The overall gameplay is similar to this of the run-and-gun classic Ikari Warriors, with the players battling their way up the top-down perspective screen. The players can choose between three ninja characters, all with differing abilities. Each of them has fighting game-style input commands that unleash their scroll-based ninpo special moves.

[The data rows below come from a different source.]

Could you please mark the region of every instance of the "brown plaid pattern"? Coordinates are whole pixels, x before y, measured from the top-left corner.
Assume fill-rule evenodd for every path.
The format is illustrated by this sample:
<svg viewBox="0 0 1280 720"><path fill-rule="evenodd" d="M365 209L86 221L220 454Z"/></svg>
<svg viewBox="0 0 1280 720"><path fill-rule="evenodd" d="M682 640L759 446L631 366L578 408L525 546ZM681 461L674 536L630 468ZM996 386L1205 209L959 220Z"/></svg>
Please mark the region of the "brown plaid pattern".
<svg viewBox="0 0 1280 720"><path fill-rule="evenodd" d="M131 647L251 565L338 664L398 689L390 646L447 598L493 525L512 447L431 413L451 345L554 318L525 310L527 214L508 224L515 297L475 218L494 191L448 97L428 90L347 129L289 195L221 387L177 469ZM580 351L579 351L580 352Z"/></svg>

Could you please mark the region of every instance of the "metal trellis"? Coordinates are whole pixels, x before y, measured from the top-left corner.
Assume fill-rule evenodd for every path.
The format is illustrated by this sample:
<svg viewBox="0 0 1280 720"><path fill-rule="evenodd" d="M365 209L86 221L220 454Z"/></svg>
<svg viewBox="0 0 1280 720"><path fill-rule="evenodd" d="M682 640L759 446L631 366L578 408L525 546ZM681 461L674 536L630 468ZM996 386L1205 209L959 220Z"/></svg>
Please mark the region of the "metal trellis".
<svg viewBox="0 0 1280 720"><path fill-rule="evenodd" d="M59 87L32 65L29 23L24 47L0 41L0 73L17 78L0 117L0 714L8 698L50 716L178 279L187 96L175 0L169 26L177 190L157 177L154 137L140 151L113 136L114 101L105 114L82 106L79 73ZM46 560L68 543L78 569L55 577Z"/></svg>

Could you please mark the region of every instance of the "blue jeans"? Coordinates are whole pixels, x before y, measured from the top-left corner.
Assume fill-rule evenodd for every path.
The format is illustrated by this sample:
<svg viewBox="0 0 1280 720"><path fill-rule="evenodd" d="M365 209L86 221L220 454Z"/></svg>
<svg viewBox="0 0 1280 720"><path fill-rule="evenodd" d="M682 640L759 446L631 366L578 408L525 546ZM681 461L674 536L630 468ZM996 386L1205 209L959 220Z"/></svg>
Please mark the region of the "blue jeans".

As usual in the genre, the game's stages end with boss battles.

== Plot ==
An elite group of three young Ninja Commandos (Joe Tiger, an American descendant of the Kōga-ryū ninja whose weapons are shuriken, Ryu Eagle, the 23rd descendant of the famous ninja Fūma Kotarō (from the World Heroes series), who is using ninja magic fireballs in combat, and Rayar Dragon, the female ninja of the group, a British girl who has learned the ways of the Iga-ryū ninjutsu and whose weapon is a bow with flaming spirit arrows) from around the world must team-up to stop the villain Spider and his Mars Corporation from using a time machine to destroy the past and control the future. The three heroes chase after their enemy in seven time periods, including the Sengoku period in Japan (where Ryu avenges his ancestor by killing Oda Nobunaga), Ancient Egypt (fighting a floating recreation of Tutankhamen), the Stone Age, China in the era of Three Kingdoms (fighting against Lu Bu), and World War II.

== Release ==
Ninja Commando was originally released for the Neo Geo arcade machines on May 29, 1992. The Neo Geo CD version was released on October 31, 1994.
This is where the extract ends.